L’intensification rend le travail intenable. Dans un double processus de formation-action et de recherche-action, cette réalité du travail a été approchée durant dix-huit mois par vingt-deux équipes syndicales CFDT accompagnées par des formateurs, des chercheurs, ergonomes et médecins.

Rédigé sous la direction de Laurence Théry avec une postface de François Chérèque, cet ouvrage vient restituer quelques enseignements tant sur le fond de l’intensification, en faisant le lien entre causes plurielles et conséquences singulières, que sur la forme – ici renouvelée – de l’action syndicale.

Ainsi, la première partie du livre s’offre à nous comme un documentaire percutant à partir des terrains explorés par les équipes syndicales. Cette restitution prend le parti d’exposer les détails du travail réel, l’ordinaire des journées de boulot, qui sont en permanence occultés voire niés dans l’entreprise par la course aux résultats, l’obsession des indicateurs, la permanence des contrôles, la prédominance des logiques d’injonction et de prescription sur celles d’inscription et de co-élaboration, ou que globalisent les enquêtes épidémiologiques et sociologiques.

En une dizaine de zooms, apparaît ainsi ce que les acteurs syndicaux ont pu faire émerger dans le dialogue approfondi avec les salariés : ces tranches de vie, ce n’est pas la vie en tranche mais une globalité qui est approchée. En quelques pages, différentes situations sont décrites dont celle des cadres tiraillés voire « cisaillés » par des contraintes et des efforts en tous sens. Il n’est pas surprenant d’apprendre que les cadres ont bien accueilli ce travail d’écoute qui vient libérer une parole restreinte ou empêchée par la pratique des discours managériaux descendants et l’impossibilité de faire remonter sans risque les problèmes du terrain.

Le travail de terrain a été mis en dialogue avec l’appui méthodologique et théorique des chercheurs qui ont accompagné la démarche de bout en bout. Après cette passionnante première partie rédigée par François Daniellou, le livre entre donc dans une démarche d’analyse plus approfondie, avec trois exposés plus théoriques donnant des clés de lecture pour resituer le vécu individuel dans ses perspectives collectives (les changements d’organisation, les âges au travail, l’engagement de la personne et la relation à autrui).

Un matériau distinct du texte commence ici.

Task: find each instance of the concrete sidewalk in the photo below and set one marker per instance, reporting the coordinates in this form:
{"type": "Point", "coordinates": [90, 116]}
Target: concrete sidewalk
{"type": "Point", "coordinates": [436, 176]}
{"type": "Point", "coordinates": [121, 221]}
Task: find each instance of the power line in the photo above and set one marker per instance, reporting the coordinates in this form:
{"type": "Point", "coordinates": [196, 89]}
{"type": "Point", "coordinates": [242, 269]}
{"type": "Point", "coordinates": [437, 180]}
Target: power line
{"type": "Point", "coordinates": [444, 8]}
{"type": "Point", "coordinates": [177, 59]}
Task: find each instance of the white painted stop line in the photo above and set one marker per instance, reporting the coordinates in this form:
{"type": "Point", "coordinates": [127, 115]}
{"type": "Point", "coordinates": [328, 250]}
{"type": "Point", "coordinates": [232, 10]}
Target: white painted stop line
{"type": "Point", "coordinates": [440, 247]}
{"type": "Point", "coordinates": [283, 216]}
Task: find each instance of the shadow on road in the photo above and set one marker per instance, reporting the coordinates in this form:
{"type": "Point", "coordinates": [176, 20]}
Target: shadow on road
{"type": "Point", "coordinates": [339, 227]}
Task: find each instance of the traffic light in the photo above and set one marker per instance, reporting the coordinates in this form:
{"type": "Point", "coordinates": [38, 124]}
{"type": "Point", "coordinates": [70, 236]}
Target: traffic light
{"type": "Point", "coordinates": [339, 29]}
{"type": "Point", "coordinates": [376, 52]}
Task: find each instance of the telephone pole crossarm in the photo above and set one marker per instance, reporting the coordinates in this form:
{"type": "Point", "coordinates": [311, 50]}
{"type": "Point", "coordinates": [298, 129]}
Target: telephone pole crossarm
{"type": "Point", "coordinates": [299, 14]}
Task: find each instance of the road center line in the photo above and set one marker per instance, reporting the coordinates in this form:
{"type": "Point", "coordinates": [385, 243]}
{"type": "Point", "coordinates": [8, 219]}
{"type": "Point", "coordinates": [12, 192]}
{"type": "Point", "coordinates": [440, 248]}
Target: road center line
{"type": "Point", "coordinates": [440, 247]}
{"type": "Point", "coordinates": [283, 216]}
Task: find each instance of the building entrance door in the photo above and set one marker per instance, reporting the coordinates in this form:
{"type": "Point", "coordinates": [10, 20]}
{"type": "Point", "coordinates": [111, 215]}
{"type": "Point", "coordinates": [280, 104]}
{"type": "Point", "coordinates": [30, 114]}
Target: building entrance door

Certes, le tableau dépeint est bien sombre ; mais loin de tout fatalisme, ce livre a été conçu comme une invitation à reprendre la main. Toute la troisième partie retrace d’ailleurs l’expérience des équipes, d’abord intimidées par une entreprise de « recherche » assez éloignée de leurs pratiques, puis découvrant peu à peu à quel point cette démarche était une formidable opportunité d’entrer en contact avec les salariés et de changer leur quotidien en les aidant à représenter leur travail. C’est l’idée même de la représentation syndicale qui est ici mise en jeu d’une façon originale et nouvelle.

Cette recherche-action a ainsi transformé les acteurs syndicaux, tant en ce qui concerne les pratiques de formation que l’action syndicale proprement dite. En cela, la démarche peut régénérer notre point de vue sur la façon de constituer, par le dialogue entre salariés et militants et la re-connaissance des situations de travail, le rapport de force préalable à la transformation sociale des situations de travail. En cela, cette démarche donne corps et chair au sous-titre du livre qui nous invite à « résister collectivement à l’intensification du travail ».